Wie Medien gegen Canyoning hetzen

Von Alexander Müller veröffentlicht am 15. Oktober 2012 | 2.509 mal gesehen

Canonying ist eine Erlebnissportart, bei der eine Schlucht auf verschiedene Arten begangen wird. So z.B. durch Abseilen, Klettern, Springen, Rutschen, Schwimmen und manchmal sogar Tauchen. Die Sportart ist nicht ungefährlich. Es kommt hin und wieder vor, dass Sportler von plötzlich ansteigendem Wasser überrascht werden. Dabei ist es in der Vergangenheit auch bereits zu tödlichen Unfällen gekommen. Je mehr Menschen eine Sportart ausüben, desto mehr Unfälle gibt. Dies ohne, dass sich die Unfallquote dabei zwingend verändern muss.
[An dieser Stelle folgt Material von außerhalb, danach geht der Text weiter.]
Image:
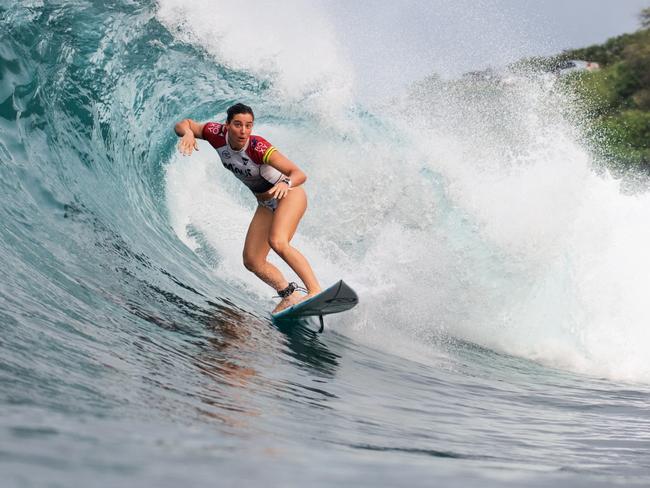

Ich habe den Eindruck, dass Canyoning Gegner und Medien jeden Unfall nutzen um gegen die von ihnen verhasste Sportart zu hetzen. So machten die Medien auch aus dem Unglück, welches vor ein paar Wochen in Amden passiert ist, eine riesen Geschichte. Tele Züri interviewte dabei jeweils einen ortsansässigen Bauern, der sich über die Canyoning-Veranstalter ärgert weil diese ihre Autos auf seinem Gelände parkieren. Dieser Bauer hat wahrscheinlich von Canyoning gar keine Ahnung. Trotzdem war er für Tele Züri ein wichtiger Ansprechspartner um gegen Canyoning zu hetzen. Ich finde das vollkommen daneben. So tragisch es auch ist, dass Leute bei Unfällen ums Leben kommen, deswegen gleich ein Verbot für Canyoning auszusprechen ist übertrieben. Liebe Journalisten, benutzt  erst einmal den gesunden Menschenverstand bevor ihr aus jedem Unglück gleich eine riesen Geschichte macht.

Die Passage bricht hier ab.